Muon commented Jun 26, 2014

On Python 3.4.1:

>>> l = SortedListWithKey(key=lambda x: 1)
>>> class A: pass
... 
>>> l.add(A())
>>> l.add(A())
Traceback (most recent call last):
  File "<stdin>", line 1, in <module>
  File "/home/muon/kirmvenv2/lib/python3.4/site-packages/sortedcontainers/sortedlistwithkey.py", line 21, in add
    self._list.add(pair)
  File "/home/muon/kirmvenv2/lib/python3.4/site-packages/sortedcontainers/sortedlist.py", line 51, in add
    pos = bisect_right(self._maxes, val)
TypeError: unorderable types: A() < A()

This is because in Python 3 comparing incomparable types dies horribly instead of returning True.

@Muon
Copy link
Contributor Author

Muon commented Jun 26, 2014

I have a disgustingly wonderful "fix"! Tack on a fresh float("nan") after the key. All comparisons with NaNs, including between NaNs, return False.

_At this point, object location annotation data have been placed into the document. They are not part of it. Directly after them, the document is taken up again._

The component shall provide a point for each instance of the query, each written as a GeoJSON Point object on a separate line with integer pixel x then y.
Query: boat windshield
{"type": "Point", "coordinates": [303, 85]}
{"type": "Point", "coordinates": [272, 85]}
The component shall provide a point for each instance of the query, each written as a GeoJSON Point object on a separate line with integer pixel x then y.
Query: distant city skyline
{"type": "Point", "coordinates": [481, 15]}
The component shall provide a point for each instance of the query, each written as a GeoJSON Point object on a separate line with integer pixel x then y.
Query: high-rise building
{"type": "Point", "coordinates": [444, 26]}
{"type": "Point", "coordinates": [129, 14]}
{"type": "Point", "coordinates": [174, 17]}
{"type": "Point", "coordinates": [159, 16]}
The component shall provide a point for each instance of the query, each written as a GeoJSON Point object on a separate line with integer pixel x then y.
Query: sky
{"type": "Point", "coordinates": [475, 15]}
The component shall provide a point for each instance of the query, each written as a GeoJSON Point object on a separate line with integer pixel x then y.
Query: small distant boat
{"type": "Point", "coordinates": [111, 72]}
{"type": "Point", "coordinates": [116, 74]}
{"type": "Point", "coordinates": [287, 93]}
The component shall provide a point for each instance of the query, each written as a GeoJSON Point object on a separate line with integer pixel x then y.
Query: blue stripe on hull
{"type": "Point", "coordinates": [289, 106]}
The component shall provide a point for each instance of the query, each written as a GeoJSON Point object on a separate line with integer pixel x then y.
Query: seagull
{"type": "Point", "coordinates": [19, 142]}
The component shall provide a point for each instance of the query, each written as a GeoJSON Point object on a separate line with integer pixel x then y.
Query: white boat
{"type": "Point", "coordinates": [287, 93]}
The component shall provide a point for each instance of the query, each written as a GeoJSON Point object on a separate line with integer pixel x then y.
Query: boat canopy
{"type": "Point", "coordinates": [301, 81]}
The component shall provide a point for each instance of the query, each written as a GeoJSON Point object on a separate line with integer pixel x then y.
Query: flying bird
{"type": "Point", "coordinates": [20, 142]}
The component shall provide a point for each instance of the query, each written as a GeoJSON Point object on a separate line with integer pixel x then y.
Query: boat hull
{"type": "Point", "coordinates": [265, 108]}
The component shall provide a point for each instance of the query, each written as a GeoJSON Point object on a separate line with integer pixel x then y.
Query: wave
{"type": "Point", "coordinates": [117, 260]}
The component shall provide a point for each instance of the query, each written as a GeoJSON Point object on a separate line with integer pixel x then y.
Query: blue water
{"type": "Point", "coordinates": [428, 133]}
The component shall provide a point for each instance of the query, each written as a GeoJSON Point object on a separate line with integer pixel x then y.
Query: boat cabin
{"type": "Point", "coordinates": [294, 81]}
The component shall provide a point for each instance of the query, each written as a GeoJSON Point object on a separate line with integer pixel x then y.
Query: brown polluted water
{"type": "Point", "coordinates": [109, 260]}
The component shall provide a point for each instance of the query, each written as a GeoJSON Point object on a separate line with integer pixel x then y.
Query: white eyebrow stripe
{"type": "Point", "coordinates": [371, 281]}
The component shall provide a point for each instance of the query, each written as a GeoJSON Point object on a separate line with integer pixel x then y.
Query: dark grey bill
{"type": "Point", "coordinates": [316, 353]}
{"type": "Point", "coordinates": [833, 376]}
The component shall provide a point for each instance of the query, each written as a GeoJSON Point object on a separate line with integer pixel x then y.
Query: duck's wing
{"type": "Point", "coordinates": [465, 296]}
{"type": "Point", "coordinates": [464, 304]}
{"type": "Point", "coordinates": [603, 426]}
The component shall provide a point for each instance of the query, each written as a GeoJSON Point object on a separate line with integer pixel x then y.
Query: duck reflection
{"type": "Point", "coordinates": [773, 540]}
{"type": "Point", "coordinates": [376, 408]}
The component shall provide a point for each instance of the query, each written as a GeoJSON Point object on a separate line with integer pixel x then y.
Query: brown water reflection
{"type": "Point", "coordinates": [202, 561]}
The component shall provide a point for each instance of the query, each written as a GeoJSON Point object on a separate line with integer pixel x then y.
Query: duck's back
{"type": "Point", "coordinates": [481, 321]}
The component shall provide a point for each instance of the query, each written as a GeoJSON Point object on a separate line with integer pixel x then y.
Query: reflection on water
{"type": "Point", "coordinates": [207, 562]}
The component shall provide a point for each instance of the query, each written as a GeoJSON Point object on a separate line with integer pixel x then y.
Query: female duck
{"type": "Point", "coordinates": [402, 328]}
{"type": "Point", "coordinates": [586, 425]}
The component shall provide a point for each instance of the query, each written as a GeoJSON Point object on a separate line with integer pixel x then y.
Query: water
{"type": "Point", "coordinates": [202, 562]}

>>> (1, float("nan"), A()) < (1, float("nan"), A())
False
>>> (0, float("nan"), A()) < (1, float("nan"), A())
True

Freshness is for some reason important, since:

>>> nan = float("nan")
>>> (1, nan, A()) < (1, nan, A())
Traceback (most recent call last):
  File "<stdin>", line 1, in <module>
TypeError: unorderable types: A() < A()

Wrapping the key in a tuple like this also works:

>>> ((1, float("nan")), A()) < ((1, float("nan")), A())
False
>>> ((0, float("nan")), A()) < ((1, float("nan")), A())
True

Reported this to CPython at http://bugs.python.org/issue21873.

That does lead to an actual hackish solution, which is to make a

class Dummy:
    def __lt__(self, other):
        return True

And use a single instance of that (can be shared) as comparison fodder. EDIT: Nope, can't be shared. Identity must be screwing it up in CPython at least.

@Muon
Copy link
Contributor Author

Muon commented Jun 29, 2014

Ignore the previous "solution" comments. Who decided we absolutely definitely had to use tuples, no exceptions? 😅

Made a pull request with something a lot saner.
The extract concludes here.